From the description:
In this talk we describe our efforts, as part of the MLbase project, to develop a distributed Machine Learning platform on top of Spark. In particular, we present the details of two core components of MLbase, namely MLlib and MLI, which are scheduled for open-source release this summer. MLlib provides a standard Spark library of scalable algorithms for common learning settings such as classification, regression, collaborative filtering and clustering. MLI is a machine learning API that facilitates the development of new ML algorithms and feature extraction methods. As part of our release, we include a library written against the MLI containing standard and experimental ML algorithms, optimization primitives and feature extraction methods.
Suggestion: When you make a video of a presentation, don’t include members of the audience eating (pizza in this case). It’s distracting.
- MLlib: A distributed low-level ML library written directly against the Spark runtime that can be called from Scala and Java. The current library includes common algorithms for classification, regression, clustering and collaboritive filtering, and will be included as part of the Spark v0.8 release.
- MLI: An API / platform for feature extraction and algorithm development that introduces high-level ML programming abstractions. MLI is currently implemented against Spark, leveraging the kernels in MLlib when possible, though code written against MLI can be executed on any runtime engine supporting these abstractions. MLI includes more extensive functionality and has a faster development cycle than MLlib. It will be released in conjunction with MLlib as a separate project.
- ML Optimizer: This layer aims to simplify ML problems for End Users by automating the task of model selection.
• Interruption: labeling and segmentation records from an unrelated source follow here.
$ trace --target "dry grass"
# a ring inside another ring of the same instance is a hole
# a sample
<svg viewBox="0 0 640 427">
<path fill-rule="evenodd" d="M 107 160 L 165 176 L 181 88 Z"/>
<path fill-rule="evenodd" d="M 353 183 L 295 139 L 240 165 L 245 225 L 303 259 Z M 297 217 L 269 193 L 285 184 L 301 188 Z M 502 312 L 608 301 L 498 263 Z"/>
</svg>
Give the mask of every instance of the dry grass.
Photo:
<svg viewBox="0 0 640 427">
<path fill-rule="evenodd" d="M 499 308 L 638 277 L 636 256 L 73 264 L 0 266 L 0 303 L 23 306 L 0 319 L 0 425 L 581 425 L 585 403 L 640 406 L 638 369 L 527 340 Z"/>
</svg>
The optimizer solves a search problem over feature extractors and ML algorithms included in MLI. This component is under active development.
The goal of this project, to make machine learning easier for developers and end users is a laudable one.
And it is the natural progression of a technology from being experimental to common use.
On the other hand, I am uneasy about the weight users will put on results, while not understanding biases or uncertainties that are cooked into the data or algorithms.
I don’t think there is a solution to the bias/uncertainty problem other than to become more knowledgeable about machine learning.
Not that you will win an argument with an end users who keeps pointing to a result as though it were untouched by human biases.
But you may be able to better avoid such traps for yourself and your clients.